Berliner weisse has not seen quite the same revival that many other older beer types have of late, but is still in a happier place than a generation ago. There are now several brewers in Germany making Berliner weisse (three in Berlin), some of which are a bit outside the modern stylistic norm, and more like older versions. Most are brewed and fermented in traditional fashion, with parameters and methods collectively unique to the style; minimal wort heating, single digit IBUs, low original gravity, top- and lactobacillus-fermentation, warm and cold conditioning, extreme attenuation, krausening, bottle-conditioning and prolonged maturation (often in stainless steel vessels).
The proportion of malted wheat has dropped to 30 from 50 percent. Wort is boiled for a very short time or kept just below the boiling point. This serves to sanatize the wort while retaining protein components critical to nutrition and metabolism of essential lactobacillus.
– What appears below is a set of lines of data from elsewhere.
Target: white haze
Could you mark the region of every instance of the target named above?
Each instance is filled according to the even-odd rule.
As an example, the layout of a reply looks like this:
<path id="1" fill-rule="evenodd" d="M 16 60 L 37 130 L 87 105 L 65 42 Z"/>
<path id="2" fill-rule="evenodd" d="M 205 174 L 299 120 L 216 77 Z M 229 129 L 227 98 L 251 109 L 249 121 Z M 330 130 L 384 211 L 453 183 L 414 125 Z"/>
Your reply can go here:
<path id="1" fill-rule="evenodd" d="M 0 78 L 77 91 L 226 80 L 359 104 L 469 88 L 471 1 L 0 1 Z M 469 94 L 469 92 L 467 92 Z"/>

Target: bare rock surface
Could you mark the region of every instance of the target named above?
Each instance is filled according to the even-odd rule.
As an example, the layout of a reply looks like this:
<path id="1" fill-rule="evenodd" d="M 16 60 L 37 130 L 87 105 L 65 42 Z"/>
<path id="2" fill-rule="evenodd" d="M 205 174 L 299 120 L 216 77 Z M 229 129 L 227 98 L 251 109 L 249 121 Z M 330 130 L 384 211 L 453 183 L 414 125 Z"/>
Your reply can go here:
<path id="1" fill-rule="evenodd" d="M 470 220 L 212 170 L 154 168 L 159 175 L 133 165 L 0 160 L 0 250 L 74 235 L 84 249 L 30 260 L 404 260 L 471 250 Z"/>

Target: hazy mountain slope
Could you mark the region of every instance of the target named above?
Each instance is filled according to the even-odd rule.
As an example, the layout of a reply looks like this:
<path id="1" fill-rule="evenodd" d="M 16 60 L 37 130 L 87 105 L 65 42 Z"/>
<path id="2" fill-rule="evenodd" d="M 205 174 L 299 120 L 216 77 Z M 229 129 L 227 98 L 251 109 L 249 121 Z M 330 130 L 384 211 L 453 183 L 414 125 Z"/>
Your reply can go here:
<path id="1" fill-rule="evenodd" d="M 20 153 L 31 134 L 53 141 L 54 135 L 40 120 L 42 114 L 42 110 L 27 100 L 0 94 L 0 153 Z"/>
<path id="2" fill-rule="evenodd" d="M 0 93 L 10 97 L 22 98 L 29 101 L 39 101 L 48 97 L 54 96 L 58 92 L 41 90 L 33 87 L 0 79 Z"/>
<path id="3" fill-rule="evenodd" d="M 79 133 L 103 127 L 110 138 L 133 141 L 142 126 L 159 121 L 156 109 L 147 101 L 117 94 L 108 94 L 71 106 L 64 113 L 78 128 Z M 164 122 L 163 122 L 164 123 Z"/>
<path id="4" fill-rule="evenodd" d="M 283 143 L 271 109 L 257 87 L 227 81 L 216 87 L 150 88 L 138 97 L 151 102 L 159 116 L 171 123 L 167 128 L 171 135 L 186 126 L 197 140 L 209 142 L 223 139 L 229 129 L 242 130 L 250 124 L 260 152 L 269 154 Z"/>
Conventional top-fermenting yeast is pitched with Lactobacillus delbrückii and fermented at standard temps. After the proper attenuation is achieved, wort is sent to conditioning tanks and kept either warm or cold, depending on the brewery, perhaps with a shot of krausen. The conditioning beer continues to attenuate under the influence of lactobacillus and also develop its sour sharpness. It is then krausened again and bottled, and never pasteurized, encouraging metamorphosis in the bottle. Attenuation can approach 100 percent, leaving it extremely dry, with an ABV of 2.7 to 3.5 percent. This otherwise delicate beer with a piercing and puckering edge is usually softened with fruit syrups (mit schuss) in its homeland. Either the herbal green woodruff (walmeister) or red raspberry (himbier) are the most common. Those who have had their palates jaded by other assertive sour brews may find Berliner weisse fine without the sweet softeners. Berliner weisse has the legal protection of appellation d’origine contrôllée, the same as kölsch has in Köln. On this side of the pond, there are a couple of very common ones, Dogfish Head Festina Pêche and The Bruery Hottenroth, as well as a fair number of one-offs and experimentals. As brewers learn to tame and employ the “savage” lactobacillus, we may see more of these in the future.
The style is ready for a reawakening, and even savvy reworking. A more pleasant, refreshing marriage of sour and sweet does not exist.